Workers have nothing but contempt for a Tory leader who promised ‘do or die’ over Brexit only to collapse and accept yet another extension.

Equally, they have no respect for a Labour leadership which has reneged on its commitment to uphold the decision of the 2016 referendum and is now promising to dump Brexit in favour of more negotiations with Brussels followed by a second referendum at which the only options will be to either accept another sell-out deal leaving Britain tied to the EU or reject Brexit and Remain.

Labour leaders have even stated they will campaign against their own deal in any second referendum in order to force through a Remain vote.

With the working class demonstrating that they have no trust in any of the political parties, the current general election is taking place under conditions of a collapsing political system.

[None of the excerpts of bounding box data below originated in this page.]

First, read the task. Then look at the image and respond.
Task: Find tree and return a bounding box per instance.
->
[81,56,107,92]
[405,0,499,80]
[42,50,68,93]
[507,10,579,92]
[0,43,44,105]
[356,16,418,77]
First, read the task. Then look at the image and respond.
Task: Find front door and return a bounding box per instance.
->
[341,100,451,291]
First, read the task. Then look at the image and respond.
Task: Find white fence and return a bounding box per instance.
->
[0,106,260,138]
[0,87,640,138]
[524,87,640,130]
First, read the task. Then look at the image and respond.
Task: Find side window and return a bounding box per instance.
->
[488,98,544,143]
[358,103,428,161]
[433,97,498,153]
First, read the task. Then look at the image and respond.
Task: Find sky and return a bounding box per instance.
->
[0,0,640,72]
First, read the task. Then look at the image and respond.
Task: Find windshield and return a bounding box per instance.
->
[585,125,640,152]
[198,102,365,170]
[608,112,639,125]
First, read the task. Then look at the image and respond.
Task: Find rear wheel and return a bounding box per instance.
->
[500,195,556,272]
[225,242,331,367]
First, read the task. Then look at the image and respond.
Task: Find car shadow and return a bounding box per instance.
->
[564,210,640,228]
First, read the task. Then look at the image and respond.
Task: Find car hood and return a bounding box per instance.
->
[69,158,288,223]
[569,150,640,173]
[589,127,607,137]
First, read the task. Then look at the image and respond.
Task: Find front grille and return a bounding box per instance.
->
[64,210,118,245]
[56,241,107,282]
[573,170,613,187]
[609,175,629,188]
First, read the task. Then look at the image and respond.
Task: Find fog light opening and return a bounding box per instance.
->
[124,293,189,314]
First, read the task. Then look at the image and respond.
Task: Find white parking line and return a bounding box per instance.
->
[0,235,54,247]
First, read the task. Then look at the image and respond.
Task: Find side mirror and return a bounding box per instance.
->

Workers must be prepared for the ruling class to turn to the courts in an attempt to salvage what’s left of their authority by declaring these strikes illegal.

Any threat of turning to the courts must be met by the whole trade union movement coming out immediately in defence of the basic democratic right of workers to strike.

The huge strength of the working class will then be mobilised in a general strike to bring down the government and go forward to a workers government.

A workers government will leave the EU immediately with no deal and go forward to nationalise the major industries and public services placing them under the management of the working class along with expropriating the bankers and bosses as part of building socialism.